On Building an Interpretable Clustering Approach For Urdu Language

PhD Defense Talk
On Building an Interpretable Clustering Approach For Urdu Language
by Zarmeen Nasim


Advisor: Dr. Sajjad Haider
External Examiners: Dr. Agha Ali Raza (LUMS), and Dr. Muhammad Hanif (GIKI)
Venue: Conference Room, Tabba Academic Block, Main Campus, IBA Karachi


Abstract:

This dissertation addresses the problem of producing interpretable cluster topic labels for a given set of documents in Urdu, a low resource language. Document clustering and topic modeling methods help in determining groups of semantically similar documents. However, the existing clustering and topic modeling techniques produce a collection of words, often uninterpretable, as suggested topics without integrating them into a semantically correct phrase. This research presents an Interpretable Clustering for Urdu (ICU) framework that not only clusters similar documents but also assigns meaningful labels to the resultant clusters. The development of the framework required an accurate Part of Speech (POS) tagger for the Urdu Language. The required tagger is modeled using a publicly available corpus of many million sentences. Using state-of-the-art semantically rich feature extraction approaches including Word2Vec and BERT, the framework, in the next step, places a given set of documents into different clusters. Finally, the framework applies a novel algorithm to produce syntactically correct phrases representing interpretable topics.

In the first phase, the framework evaluates various distance measures on the clustering task. It then applies three clustering algorithms: K-Means, Affinity Propagation, and Density-based spatial clustering of applications with noise (DBSCAN) using the optimal distance function to produce clusters for a given set of documents. The Latent Dirichlet Allocation topic model was also assessed for comparison with clustering algorithms. The evaluation was performed on the Urdu News Headlines and Urdu Tweets datasets using extrinsic measures. In addition, several word embedding models are trained on Urdu News and Twitter using techniques such as Word2Vec, Doc2Vec, and fastText.
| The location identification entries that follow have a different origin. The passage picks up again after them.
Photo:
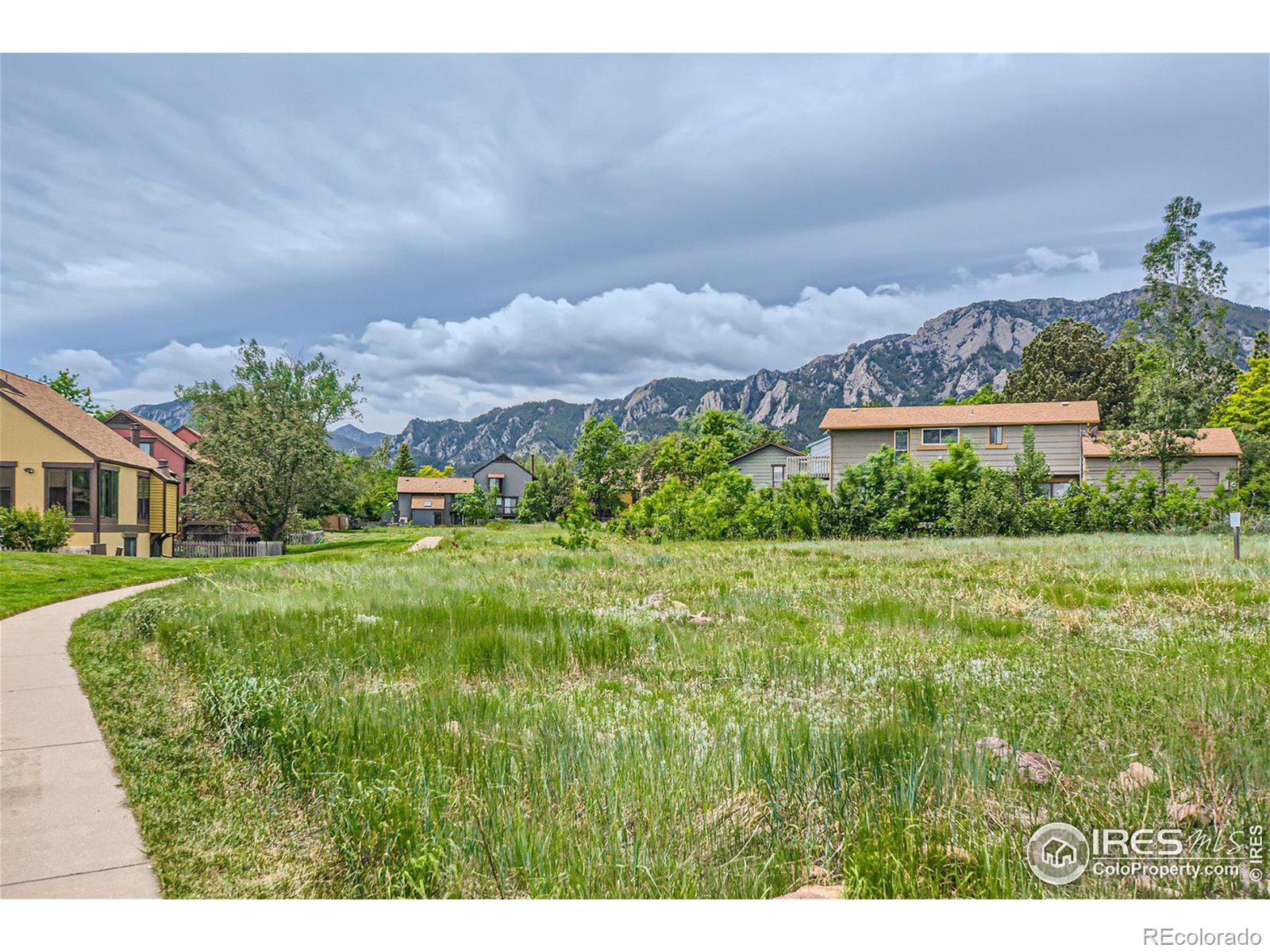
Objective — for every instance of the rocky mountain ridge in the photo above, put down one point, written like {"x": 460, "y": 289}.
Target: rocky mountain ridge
{"x": 952, "y": 355}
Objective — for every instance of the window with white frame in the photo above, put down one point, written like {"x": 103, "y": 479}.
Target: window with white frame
{"x": 940, "y": 436}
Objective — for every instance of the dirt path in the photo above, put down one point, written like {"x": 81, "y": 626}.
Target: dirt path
{"x": 65, "y": 825}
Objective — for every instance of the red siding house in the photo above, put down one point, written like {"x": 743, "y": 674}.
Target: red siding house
{"x": 156, "y": 441}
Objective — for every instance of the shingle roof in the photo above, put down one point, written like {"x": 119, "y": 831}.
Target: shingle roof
{"x": 83, "y": 429}
{"x": 1214, "y": 441}
{"x": 863, "y": 418}
{"x": 165, "y": 435}
{"x": 436, "y": 484}
{"x": 789, "y": 450}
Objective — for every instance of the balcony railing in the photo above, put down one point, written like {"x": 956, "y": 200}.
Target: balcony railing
{"x": 814, "y": 466}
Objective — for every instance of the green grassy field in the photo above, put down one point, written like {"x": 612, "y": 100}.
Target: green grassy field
{"x": 502, "y": 717}
{"x": 33, "y": 579}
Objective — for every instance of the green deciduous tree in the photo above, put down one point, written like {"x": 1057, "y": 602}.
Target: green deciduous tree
{"x": 550, "y": 494}
{"x": 67, "y": 385}
{"x": 264, "y": 446}
{"x": 1185, "y": 366}
{"x": 1072, "y": 361}
{"x": 1248, "y": 412}
{"x": 602, "y": 460}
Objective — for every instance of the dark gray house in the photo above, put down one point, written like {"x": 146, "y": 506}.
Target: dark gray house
{"x": 506, "y": 480}
{"x": 429, "y": 501}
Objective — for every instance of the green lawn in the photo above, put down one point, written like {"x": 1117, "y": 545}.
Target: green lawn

In the next step, the framework performs automatic cluster labeling. This research presents an unsupervised method for cluster labeling based on the noun phrase chunking. The proposed method is compared with the four other statistical-based methods, including Z-Order, M-Order, T-Order, and YAKE. In addition to the statistical measures-based labeling schemes, the approach is also compared with the two graph-based techniques: Text Rank and Position Rank. The experiments were performed on the datasets of Urdu News headlines and Urdu Tweets. The proposed approach's effectiveness was evaluated using cosine similarity, Jaccard Index, and the feedback received from human evaluators. The results showed that the proposed method outperformed other methods. It was found that the labels produced were more relevant and semantically rich in contrast to other approaches.

Currently, the framework does not assess the semantic relatedness among the noun chunks while doing cluster labeling. This requires an extensive knowledge source that documents the relationship among words. In the future, we plan to improve the cluster labeling algorithm by utilizing sophisticated natural language generation (NLG) techniques.